War will only instill fear of us, when we need to be respected, admired, by each and every Proletariat in each and every country. How will this war achieve anyhting but loathing for the regime we will force upon them? Thoughout history we have seen countrys utterely beaten back, only to rise up from the ashes and throw off the chains of their oppressors. It does not matter what political beleifs their new rulers have all that matters is it was forced upon them. If I was a citizen of Russia, as I am of the VSVR then I would never, NEVER, lay down my arms. People don't fight for what is right but hwat is theirs. They need to come to us. We can not force it upon them, heed me comrades before it is too late.
Too qutoe from a great man
"“In my opinion we cannot promise positively to share the government’s war enthusiasm every time we are convinced that the country is threatened by attack.
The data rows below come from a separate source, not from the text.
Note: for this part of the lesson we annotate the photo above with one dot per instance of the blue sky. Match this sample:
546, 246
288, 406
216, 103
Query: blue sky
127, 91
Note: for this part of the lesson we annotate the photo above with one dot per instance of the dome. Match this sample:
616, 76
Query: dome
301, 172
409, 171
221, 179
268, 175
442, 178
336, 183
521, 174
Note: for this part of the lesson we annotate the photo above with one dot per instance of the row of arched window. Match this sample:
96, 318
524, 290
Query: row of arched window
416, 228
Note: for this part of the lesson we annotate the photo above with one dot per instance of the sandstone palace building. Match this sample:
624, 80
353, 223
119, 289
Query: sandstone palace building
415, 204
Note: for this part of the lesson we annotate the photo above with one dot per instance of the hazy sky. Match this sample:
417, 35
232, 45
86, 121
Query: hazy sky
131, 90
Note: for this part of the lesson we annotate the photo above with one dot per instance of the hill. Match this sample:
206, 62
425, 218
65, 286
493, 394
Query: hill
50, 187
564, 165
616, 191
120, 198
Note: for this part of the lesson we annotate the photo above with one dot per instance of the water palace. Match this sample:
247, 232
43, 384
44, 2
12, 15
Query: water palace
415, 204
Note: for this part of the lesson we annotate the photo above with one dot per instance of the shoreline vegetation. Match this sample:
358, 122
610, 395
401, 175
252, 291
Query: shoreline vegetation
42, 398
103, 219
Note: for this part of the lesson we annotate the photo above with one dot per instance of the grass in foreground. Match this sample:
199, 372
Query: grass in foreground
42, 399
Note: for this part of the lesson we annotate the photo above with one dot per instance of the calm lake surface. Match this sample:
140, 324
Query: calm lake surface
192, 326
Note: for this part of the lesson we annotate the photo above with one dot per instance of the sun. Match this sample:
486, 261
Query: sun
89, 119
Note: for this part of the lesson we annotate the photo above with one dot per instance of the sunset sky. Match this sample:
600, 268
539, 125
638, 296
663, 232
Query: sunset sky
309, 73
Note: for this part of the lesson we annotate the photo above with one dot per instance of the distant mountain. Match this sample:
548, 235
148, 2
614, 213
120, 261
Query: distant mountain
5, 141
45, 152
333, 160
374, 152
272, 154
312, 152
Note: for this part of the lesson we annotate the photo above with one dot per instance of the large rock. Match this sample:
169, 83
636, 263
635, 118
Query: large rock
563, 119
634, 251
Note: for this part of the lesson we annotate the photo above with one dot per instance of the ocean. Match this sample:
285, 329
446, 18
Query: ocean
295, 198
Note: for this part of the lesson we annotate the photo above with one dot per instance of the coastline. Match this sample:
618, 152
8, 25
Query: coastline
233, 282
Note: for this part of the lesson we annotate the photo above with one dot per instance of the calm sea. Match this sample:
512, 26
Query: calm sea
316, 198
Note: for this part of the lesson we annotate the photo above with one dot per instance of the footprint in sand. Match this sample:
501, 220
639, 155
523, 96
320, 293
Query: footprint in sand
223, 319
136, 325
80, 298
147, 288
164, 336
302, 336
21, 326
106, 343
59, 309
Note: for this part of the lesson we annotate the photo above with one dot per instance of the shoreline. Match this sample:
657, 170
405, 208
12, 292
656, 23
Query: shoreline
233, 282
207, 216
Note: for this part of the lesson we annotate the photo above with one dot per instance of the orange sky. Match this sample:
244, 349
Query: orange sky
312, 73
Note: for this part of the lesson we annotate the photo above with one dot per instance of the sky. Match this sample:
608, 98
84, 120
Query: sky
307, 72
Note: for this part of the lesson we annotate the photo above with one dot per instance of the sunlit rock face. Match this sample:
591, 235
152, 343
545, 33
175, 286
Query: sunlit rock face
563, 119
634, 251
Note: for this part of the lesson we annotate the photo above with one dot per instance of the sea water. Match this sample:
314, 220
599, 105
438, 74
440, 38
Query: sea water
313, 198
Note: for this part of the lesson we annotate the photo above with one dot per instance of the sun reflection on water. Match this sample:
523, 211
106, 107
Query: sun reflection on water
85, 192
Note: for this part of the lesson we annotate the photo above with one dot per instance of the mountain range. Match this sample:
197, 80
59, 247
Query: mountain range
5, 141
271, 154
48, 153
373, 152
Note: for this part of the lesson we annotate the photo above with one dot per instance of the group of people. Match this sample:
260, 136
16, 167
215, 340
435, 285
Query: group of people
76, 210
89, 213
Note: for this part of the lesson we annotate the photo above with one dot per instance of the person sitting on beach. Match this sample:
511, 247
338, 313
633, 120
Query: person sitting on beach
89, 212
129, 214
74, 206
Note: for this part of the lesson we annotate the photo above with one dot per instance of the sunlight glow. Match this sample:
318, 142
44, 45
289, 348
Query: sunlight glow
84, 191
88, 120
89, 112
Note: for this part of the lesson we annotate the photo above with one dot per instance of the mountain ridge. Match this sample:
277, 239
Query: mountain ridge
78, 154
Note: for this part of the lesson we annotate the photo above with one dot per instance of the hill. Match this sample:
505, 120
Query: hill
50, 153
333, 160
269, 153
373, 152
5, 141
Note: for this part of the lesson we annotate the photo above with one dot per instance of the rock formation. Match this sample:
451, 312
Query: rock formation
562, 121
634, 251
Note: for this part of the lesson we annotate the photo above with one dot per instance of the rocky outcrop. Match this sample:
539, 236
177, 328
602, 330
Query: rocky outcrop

Bebel thinks we are much further advanced than we were in 1870 and that we are now able to decide in every instance whether the war which threatens is really one of aggression or not. I should not like to take this responsibility pon myself. I should not like to undertake to guarantee that we could make a correct decision in every instance, that we shall always know whether a overnment is deceiving us, or whether it is not actually representing the interests of the nation against a war of attack ... Yesterday it was the German government that took the aggressive, tomorrow it will be the French government, and we cannot know if the day after it may not be the English government. The governments are constantly asking turns. As a matter of fact what we are concerned with in case of war is not a national but an international question. For a war between great powers will become a world war and will affect the whole of Europe, not two countries alone. Some day the German government might make the German proletariat believe they were being attacked; the French government might do the same with its subjects, and then we should have a war in which the French and German workingmen would follow their respective governments with equal enthusiasm, and murder each other and cut each other’s throats. Such a contingency must be avoided, and it will be avoided if we do not adopt the criterion of the aggressive or defensive war, but that of the interests of the proletariat, which at the same time are international interests ... Fortunately, it is a misconception to assume that the German Social Democracy in case of war would want to judge by national and not by international considerations, and felt itself to be first a German and then a proletarian party."
"Even if the aim of this war against the external enemy is a national function, that does not mean that it is a function which conforms to the interests, welfare and will of the peoples ruled and exploited by capitalism. The proletariat of the whole world can expect no advantage from the policy which makes it necessary that militarism against the external enemy should exist; indeed, its interests are in the sharpest contradiction to militarism, which directly or indirectly serves the ruling classes of capitalism in their exploitation. It is a policy whose function is more or less skilfully to pave the way into the world for the disordered chaotic production and senseless murderous competition of capitalism, in the process of which it tramples underfoot all civilized duties towards the less developed peoples. And actually it attains nothing, except for the fact that it insanely endangers the whole framework of our civilization by bringing into existence the threat of world war."